What other financial institutions can learn
Balyasny’s approach offers a playbook for AI deployment in finance:
-
Evaluate rigorously before deploying. Build evaluation pipelines that measure models on real tasks, not public benchmarks. Test against proprietary data and internal workflows.
-
Involve AI vendors in actual workflows. Don’t just send requirements docs. Show vendors how your teams work, where they struggle, and what success looks like. That visibility drives better products.
-
Design for feedback, not static tools. Embed AI in daily workflows so you can collect real-time feedback. Use that feedback to iterate rapidly on models and orchestration.
-
Centralize infrastructure, customize locally. Build core components (agent frameworks, compliance guardrails) centrally. Let teams customize workflows for their specific needs while maintaining universal standards.
-
Keep humans in the loop. AI augments expertise, it doesn’t replace it. Design systems that increase analyst confidence and conviction, not systems that make decisions autonomously.
The future roadmap
Balyasny continues to expand its AI capabilities:
Reinforcement Fine-Tuning (RFT): Sharpen model behavior on complex, high-value tasks by training on real investment outcomes.

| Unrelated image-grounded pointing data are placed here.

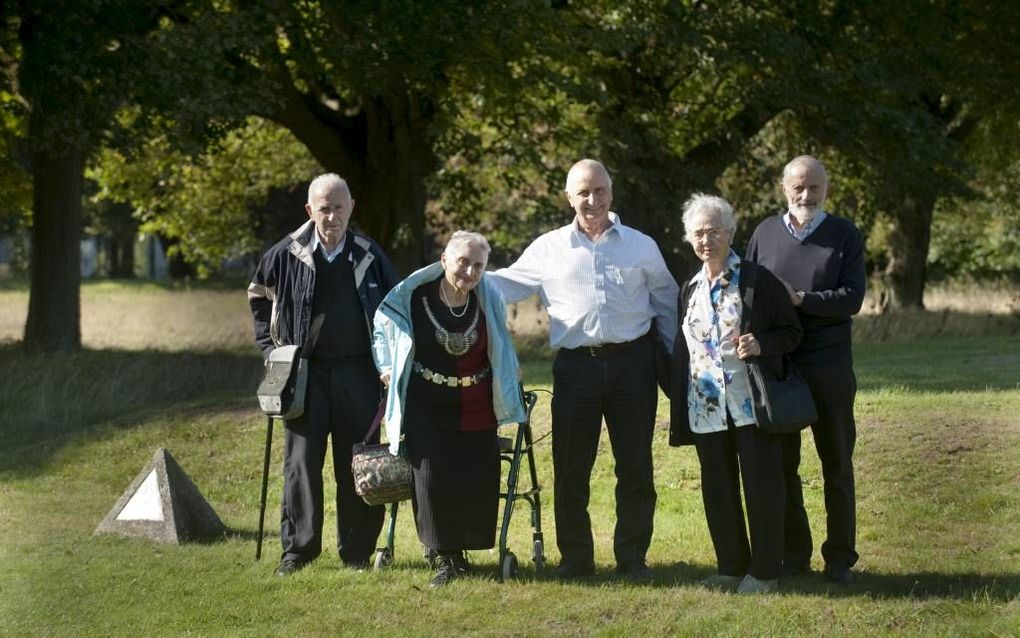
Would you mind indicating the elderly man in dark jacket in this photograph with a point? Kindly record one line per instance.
(323, 274)
(820, 259)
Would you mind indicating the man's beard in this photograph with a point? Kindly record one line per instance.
(803, 213)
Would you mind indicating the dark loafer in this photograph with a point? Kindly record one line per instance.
(445, 573)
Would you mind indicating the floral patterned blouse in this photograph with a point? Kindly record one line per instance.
(718, 377)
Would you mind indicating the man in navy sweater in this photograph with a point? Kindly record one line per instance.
(820, 258)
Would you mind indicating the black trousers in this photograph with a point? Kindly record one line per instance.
(622, 389)
(727, 457)
(340, 405)
(833, 389)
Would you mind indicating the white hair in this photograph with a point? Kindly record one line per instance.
(804, 160)
(325, 183)
(710, 206)
(587, 164)
(469, 239)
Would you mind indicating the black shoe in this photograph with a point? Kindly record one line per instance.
(793, 570)
(570, 570)
(290, 566)
(445, 573)
(837, 575)
(461, 563)
(358, 565)
(634, 571)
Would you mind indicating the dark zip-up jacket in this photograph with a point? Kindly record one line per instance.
(281, 292)
(773, 322)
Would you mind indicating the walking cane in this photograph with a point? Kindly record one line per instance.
(265, 485)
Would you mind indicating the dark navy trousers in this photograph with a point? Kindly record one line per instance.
(343, 397)
(621, 388)
(833, 389)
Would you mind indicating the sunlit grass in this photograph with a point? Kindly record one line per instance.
(938, 478)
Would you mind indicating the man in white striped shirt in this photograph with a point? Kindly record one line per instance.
(603, 284)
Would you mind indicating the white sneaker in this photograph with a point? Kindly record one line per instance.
(721, 581)
(751, 585)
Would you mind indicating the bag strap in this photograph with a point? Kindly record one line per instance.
(749, 276)
(375, 422)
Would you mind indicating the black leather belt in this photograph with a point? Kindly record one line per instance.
(607, 349)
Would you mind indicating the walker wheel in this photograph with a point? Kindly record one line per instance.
(509, 566)
(384, 558)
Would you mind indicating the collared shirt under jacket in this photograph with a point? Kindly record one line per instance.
(281, 293)
(607, 291)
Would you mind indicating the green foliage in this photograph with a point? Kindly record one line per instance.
(979, 238)
(212, 203)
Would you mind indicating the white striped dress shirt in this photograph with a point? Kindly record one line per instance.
(596, 293)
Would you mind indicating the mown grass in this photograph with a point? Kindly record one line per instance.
(937, 480)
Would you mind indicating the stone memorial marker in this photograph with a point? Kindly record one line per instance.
(162, 504)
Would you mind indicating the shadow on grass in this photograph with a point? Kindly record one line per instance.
(49, 399)
(939, 364)
(921, 585)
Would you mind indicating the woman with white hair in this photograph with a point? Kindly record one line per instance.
(442, 346)
(712, 404)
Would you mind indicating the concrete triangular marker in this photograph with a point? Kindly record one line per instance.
(162, 504)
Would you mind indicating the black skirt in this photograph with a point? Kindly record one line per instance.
(456, 486)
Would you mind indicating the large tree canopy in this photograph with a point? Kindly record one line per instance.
(443, 113)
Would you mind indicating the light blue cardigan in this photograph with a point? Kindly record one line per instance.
(393, 348)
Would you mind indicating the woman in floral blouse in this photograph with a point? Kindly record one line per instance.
(712, 404)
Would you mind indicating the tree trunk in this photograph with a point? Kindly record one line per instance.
(392, 195)
(54, 302)
(908, 251)
(385, 154)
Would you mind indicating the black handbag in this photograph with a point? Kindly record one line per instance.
(782, 404)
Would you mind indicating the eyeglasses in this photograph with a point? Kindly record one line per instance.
(710, 234)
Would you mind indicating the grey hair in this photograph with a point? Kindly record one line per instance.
(710, 206)
(468, 238)
(589, 164)
(325, 183)
(804, 160)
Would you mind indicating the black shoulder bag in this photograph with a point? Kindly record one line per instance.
(282, 392)
(782, 405)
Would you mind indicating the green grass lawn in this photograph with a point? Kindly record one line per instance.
(937, 467)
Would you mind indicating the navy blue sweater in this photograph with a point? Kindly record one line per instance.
(828, 266)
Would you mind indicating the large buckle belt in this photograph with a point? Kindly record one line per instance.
(452, 382)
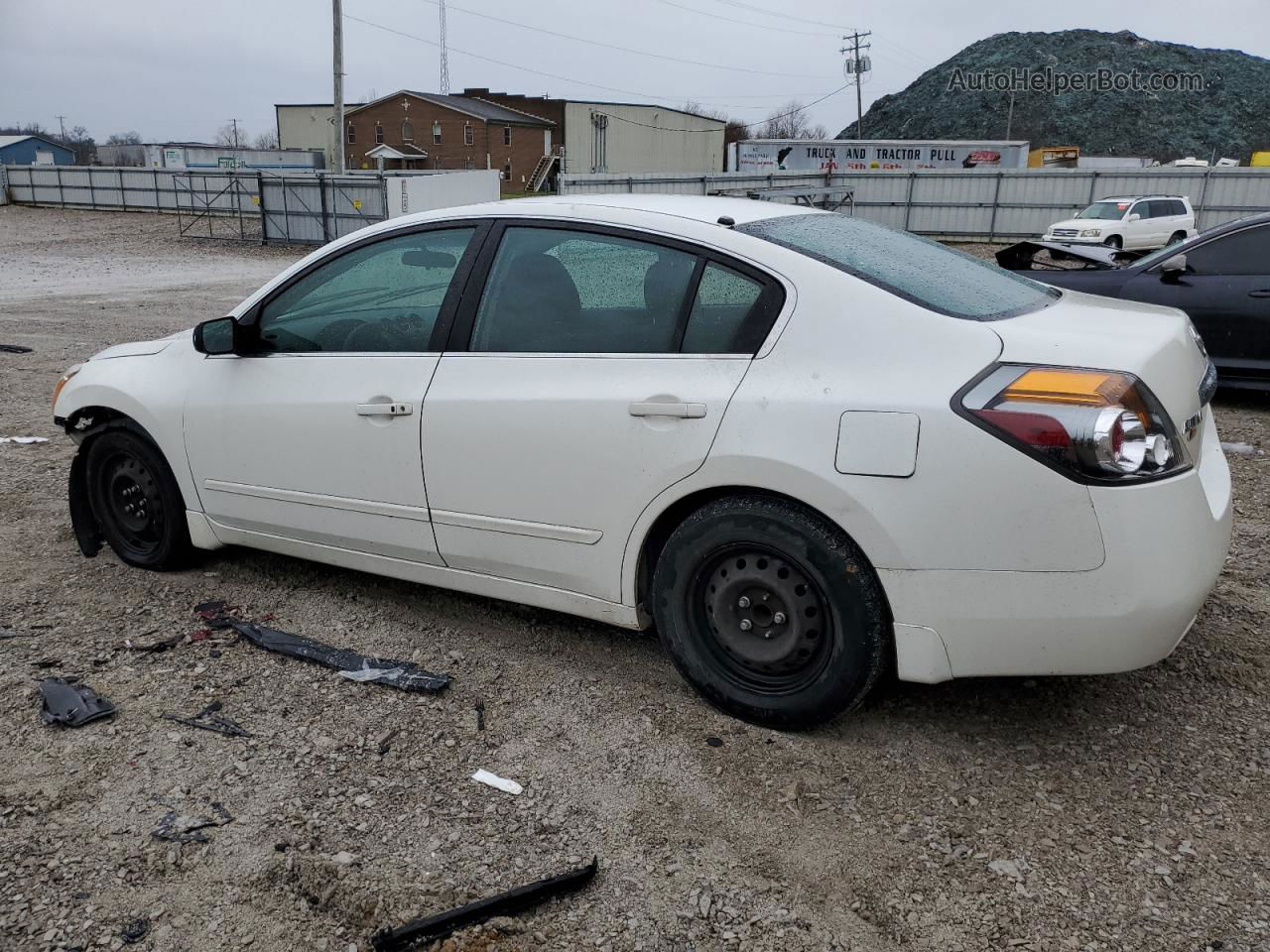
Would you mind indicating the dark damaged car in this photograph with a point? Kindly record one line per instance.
(1220, 278)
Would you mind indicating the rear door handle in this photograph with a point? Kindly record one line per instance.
(657, 408)
(385, 409)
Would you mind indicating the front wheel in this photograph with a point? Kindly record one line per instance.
(136, 500)
(771, 612)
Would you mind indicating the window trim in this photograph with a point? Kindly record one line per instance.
(441, 330)
(767, 308)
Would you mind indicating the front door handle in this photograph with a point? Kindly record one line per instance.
(657, 408)
(385, 409)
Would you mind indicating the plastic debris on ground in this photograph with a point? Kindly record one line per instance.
(404, 675)
(190, 829)
(493, 779)
(70, 703)
(439, 927)
(209, 720)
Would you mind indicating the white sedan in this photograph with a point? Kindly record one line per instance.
(806, 447)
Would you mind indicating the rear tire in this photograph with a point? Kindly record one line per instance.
(136, 502)
(771, 612)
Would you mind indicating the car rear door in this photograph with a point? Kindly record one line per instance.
(589, 370)
(1225, 291)
(314, 435)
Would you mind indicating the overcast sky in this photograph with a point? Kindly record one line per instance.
(181, 70)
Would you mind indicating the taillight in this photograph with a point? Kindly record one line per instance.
(1095, 425)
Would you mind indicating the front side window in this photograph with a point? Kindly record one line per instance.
(379, 298)
(1234, 254)
(910, 267)
(1105, 211)
(572, 293)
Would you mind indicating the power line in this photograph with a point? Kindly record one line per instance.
(621, 49)
(515, 66)
(780, 16)
(744, 23)
(748, 125)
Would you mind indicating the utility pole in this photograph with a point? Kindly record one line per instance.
(444, 54)
(338, 60)
(857, 68)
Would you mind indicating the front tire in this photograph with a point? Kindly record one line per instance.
(771, 612)
(136, 502)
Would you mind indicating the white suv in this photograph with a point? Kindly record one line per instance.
(1129, 222)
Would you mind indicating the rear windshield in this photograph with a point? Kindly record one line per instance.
(910, 267)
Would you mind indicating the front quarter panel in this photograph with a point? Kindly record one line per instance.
(150, 389)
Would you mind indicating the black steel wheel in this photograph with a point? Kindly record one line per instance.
(771, 612)
(136, 500)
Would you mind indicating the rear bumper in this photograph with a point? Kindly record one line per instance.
(1165, 543)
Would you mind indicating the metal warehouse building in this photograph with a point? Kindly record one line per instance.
(547, 135)
(33, 150)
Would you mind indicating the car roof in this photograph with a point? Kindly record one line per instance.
(702, 208)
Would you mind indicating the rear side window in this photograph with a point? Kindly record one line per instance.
(910, 267)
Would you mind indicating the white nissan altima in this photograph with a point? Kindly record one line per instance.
(806, 447)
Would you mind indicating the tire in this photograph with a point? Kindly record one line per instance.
(136, 502)
(756, 558)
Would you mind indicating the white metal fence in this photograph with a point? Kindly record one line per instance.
(254, 206)
(973, 203)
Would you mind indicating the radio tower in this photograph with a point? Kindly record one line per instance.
(444, 54)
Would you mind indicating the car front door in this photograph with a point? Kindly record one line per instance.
(1225, 291)
(589, 373)
(314, 434)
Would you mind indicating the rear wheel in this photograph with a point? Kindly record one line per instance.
(770, 612)
(136, 500)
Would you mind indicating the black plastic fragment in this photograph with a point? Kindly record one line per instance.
(209, 720)
(72, 705)
(404, 675)
(183, 829)
(439, 927)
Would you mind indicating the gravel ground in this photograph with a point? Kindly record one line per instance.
(1115, 812)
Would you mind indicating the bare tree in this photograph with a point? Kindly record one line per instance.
(231, 135)
(790, 121)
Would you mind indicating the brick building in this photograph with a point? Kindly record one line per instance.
(412, 130)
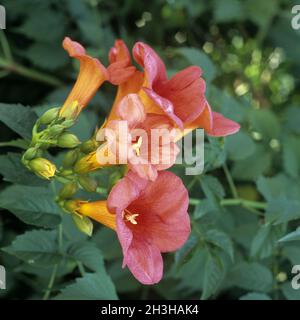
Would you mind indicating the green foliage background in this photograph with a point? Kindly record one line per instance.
(245, 208)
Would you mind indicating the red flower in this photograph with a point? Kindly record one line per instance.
(144, 154)
(91, 76)
(182, 97)
(151, 218)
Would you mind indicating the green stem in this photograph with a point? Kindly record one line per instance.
(30, 73)
(236, 202)
(5, 46)
(22, 144)
(230, 181)
(51, 283)
(81, 268)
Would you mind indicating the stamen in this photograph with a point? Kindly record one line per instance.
(137, 146)
(131, 217)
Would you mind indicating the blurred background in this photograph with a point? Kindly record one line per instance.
(249, 54)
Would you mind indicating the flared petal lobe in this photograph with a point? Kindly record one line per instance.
(91, 75)
(182, 97)
(162, 223)
(120, 68)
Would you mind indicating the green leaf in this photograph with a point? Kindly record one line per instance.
(34, 205)
(255, 296)
(293, 119)
(265, 241)
(213, 276)
(37, 52)
(292, 252)
(199, 58)
(272, 188)
(88, 254)
(18, 118)
(14, 171)
(93, 286)
(221, 240)
(185, 253)
(291, 155)
(40, 23)
(261, 12)
(252, 167)
(265, 122)
(251, 276)
(229, 106)
(84, 224)
(289, 292)
(293, 236)
(227, 11)
(282, 210)
(239, 146)
(203, 208)
(36, 247)
(214, 155)
(212, 189)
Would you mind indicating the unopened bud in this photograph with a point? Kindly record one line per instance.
(49, 116)
(68, 140)
(70, 158)
(89, 146)
(30, 153)
(88, 183)
(68, 123)
(68, 190)
(42, 167)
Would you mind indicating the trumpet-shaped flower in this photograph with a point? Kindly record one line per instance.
(151, 217)
(182, 97)
(91, 75)
(147, 141)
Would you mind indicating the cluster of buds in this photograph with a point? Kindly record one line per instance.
(146, 205)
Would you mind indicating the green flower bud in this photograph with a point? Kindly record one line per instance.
(30, 153)
(68, 190)
(88, 183)
(68, 123)
(42, 167)
(68, 140)
(70, 158)
(49, 116)
(56, 130)
(84, 224)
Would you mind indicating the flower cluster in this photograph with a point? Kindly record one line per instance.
(147, 207)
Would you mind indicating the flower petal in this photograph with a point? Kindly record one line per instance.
(91, 75)
(144, 260)
(98, 211)
(124, 192)
(120, 68)
(163, 206)
(186, 90)
(222, 126)
(132, 110)
(132, 85)
(165, 106)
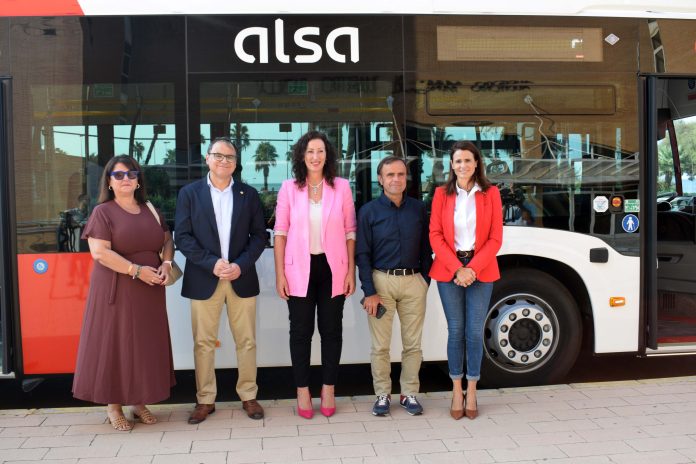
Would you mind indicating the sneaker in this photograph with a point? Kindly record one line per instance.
(411, 405)
(381, 407)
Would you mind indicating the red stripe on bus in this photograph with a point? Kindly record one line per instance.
(51, 305)
(40, 8)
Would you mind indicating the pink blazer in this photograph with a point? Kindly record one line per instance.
(338, 218)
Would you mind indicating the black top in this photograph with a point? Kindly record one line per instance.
(391, 237)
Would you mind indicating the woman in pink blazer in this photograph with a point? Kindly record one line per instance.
(466, 232)
(314, 260)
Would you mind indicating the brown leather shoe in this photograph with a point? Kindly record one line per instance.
(200, 413)
(253, 409)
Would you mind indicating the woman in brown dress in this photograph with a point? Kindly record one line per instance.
(125, 354)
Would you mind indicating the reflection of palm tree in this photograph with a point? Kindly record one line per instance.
(240, 134)
(438, 138)
(264, 158)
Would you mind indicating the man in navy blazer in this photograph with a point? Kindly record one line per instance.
(220, 230)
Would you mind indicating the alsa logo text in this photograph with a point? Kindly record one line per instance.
(301, 38)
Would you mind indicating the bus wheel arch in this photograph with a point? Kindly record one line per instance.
(533, 332)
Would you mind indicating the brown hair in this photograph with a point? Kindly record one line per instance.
(105, 194)
(479, 173)
(299, 168)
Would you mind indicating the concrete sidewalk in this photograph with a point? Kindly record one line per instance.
(643, 421)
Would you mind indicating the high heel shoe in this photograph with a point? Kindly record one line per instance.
(327, 412)
(306, 413)
(458, 413)
(471, 413)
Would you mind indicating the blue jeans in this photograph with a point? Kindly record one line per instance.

Deeper agent orchestration: Expand agent capabilities across more financial domains (credit analysis, portfolio optimization, risk modeling).
Multimodal inputs: Process financial charts, statements, and filings as images, not just text.
Frontier model evaluation: Continuously assess new models (GPT-5.5, Claude Opus 5, etc.) for domain fit.
The goal isn’t to replace analysts. It’s to give them superpowers: the ability to apply first principles thinking faster, across more data, and with more structure.
“AI is enabling our teams to apply first principles thinking faster, across more data, and with more structure,” says Charlie Flanagan, Chief AI Officer at Balyasny.
Related tools and resources
If you’re building AI systems for financial analysis, these tools are worth exploring:
- ChatGPT alternatives — a practical look at current ChatGPT options and trade-offs
- ChatGPT vs Claude vs Gemini — a broader model comparison for analysis-heavy workflows
- Perplexity review — AI-powered research tool with real-time web search and citations
For financial institutions considering AI deployment, the lesson from Balyasny is clear: evaluate rigorously, design for feedback, and keep humans in the loop. The firms that get this right will have a significant competitive advantage in the years ahead.